Federal prosecutors are recommending a 30-year sentence for a Kansas man whose Missouri-based company bilked thousands of people out of more than $10 million by promising them immense wealth for investing as little as $100.
Two other top officials with Petro America Corp. also should spend decades behind bars for their roles in the scheme, prosecutors said, while five defendants who pleaded guilty and testified during a four-week trial should get probation.
Isreal Owen Hawkins, 58, of Kansas City, Kan., was found guilty in May of conspiracy, securities fraud, wire fraud, money laundering and other charges related to Petro America, a purported oil and mining operation he founded and later claimed to be worth $284 billion.
Four other Petro leaders also were convicted for their roles in the $10.2 million scheme in which unregistered, “worthless” stock was sold to more than 12,000 investors. Nine others pleaded guilty before going to trial.
All five who were convicted and six who pleaded guilty are scheduled to be sentenced this week, starting with Hawkins on Tuesday.
In a sentencing memorandum filed last week in U.S. District Court in Kansas City — which continues to operate during the government shutdown — prosecutors urged U.S. District Judge Brian Wimes to sentence Teresa Brown to 25 years and Johnny Heurung to 20 years.
Attorneys for Brown and Heurung said the government’s recommended sentences would equate to life terms for their clients because of their age and health issues.
Recommendations range from 33 months to five years for six others, including Martin Roper and Bill Miller, who were convicted at the May trial.

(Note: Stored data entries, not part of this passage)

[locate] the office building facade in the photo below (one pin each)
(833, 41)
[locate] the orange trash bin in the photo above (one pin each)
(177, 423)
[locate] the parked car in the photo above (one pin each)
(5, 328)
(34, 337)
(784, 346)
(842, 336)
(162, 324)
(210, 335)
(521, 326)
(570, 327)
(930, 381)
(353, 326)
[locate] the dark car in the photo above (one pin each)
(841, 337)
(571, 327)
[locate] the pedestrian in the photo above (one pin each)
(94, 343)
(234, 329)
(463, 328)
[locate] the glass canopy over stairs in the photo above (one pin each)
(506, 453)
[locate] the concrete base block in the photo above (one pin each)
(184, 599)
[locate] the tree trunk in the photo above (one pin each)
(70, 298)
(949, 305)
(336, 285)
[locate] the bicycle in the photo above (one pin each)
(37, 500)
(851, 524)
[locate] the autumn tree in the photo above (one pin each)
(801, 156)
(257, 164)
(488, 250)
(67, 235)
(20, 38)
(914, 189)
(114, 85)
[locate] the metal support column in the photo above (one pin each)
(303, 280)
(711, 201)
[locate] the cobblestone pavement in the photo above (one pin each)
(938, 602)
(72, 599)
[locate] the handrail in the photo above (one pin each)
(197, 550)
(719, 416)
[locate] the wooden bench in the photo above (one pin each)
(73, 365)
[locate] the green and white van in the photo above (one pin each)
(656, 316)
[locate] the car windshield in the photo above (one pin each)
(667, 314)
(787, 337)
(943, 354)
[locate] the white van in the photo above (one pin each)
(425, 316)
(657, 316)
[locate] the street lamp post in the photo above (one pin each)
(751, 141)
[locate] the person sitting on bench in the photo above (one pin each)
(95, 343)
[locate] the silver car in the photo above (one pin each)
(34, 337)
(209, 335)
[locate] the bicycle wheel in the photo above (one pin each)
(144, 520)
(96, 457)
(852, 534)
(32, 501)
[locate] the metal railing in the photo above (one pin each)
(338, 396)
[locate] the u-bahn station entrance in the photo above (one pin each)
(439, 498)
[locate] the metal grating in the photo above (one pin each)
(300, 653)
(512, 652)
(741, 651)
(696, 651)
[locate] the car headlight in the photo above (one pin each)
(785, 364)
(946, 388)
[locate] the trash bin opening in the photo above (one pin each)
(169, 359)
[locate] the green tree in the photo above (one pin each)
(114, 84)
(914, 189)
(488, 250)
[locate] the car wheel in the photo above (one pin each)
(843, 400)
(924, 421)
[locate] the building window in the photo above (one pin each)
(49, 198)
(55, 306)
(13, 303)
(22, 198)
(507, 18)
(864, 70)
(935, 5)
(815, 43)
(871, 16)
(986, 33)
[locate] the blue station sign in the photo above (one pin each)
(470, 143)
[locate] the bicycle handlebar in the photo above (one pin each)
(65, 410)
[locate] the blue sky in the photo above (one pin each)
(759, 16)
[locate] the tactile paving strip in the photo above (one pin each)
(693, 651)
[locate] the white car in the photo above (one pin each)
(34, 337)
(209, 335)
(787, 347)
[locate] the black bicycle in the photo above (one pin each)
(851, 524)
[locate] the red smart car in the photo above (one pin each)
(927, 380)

Defendants in the Petro case illegally sold unregistered stock to people who weren’t eligible to invest in risky startups, many of them poor and elderly churchgoers who were told by their pastors the opportunity was a blessing from God. Thousands of people paid as little as $100 for 100,000 shares of Petro stock with promises that it was on the verge of going public and would be worth at least $2 per share when it did.
The government maintained that Petro stock was as worthless as tissue paper. Hawkins, who represented himself at the trial, continues to insist the company was legitimate and had real assets, and the only reason it didn’t go public was because the federal government wanted to destroy it.

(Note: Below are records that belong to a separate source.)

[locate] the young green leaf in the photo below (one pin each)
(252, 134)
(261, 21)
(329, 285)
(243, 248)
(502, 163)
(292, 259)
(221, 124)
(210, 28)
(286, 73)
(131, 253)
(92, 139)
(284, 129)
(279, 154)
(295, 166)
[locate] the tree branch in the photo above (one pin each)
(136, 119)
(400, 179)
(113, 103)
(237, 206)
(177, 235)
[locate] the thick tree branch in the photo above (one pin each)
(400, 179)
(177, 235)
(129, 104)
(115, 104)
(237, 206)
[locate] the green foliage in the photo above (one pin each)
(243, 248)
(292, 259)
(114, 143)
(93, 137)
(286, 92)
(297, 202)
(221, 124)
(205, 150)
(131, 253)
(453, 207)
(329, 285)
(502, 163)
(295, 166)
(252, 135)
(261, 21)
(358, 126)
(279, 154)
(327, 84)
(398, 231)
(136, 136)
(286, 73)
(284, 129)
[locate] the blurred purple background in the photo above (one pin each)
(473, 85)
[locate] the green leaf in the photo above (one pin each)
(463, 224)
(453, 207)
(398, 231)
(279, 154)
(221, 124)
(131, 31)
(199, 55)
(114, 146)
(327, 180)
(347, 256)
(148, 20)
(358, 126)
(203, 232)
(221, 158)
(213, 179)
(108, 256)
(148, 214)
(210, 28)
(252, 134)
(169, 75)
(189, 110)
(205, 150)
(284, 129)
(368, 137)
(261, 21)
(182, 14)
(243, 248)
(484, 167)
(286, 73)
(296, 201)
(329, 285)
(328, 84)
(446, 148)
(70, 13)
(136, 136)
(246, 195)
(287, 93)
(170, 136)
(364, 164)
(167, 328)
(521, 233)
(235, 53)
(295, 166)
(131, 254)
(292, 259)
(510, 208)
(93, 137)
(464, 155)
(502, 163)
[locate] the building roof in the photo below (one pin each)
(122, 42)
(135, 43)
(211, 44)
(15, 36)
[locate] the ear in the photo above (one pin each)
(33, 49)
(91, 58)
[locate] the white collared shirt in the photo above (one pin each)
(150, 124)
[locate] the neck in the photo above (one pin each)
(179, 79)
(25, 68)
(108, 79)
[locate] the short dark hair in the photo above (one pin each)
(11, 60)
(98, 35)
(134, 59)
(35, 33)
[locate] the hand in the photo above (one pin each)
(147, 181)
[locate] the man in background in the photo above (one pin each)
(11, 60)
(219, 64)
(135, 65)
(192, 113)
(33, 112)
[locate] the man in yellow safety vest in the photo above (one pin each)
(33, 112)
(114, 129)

Hawkins requested a new trial after learning one of the jury members had altered some of his suits purchased at an upscale Kansas City department store.
He later added accusations that prosecutors lied about the value of Petro’s assets, that the jury didn’t have the required racial balance, and that he was the victim of an overzealous government that persecuted him much like it did black businessman Marcus Garvey nearly a century ago for seeking economic independence for African-Americans.
Prosecutors called the Petro case one of the largest they have dealt with in western Missouri. During trial, they questioned how anyone could think a company whose founder was broke and living in subsidized housing could become one of the largest businesses in the world in only three years.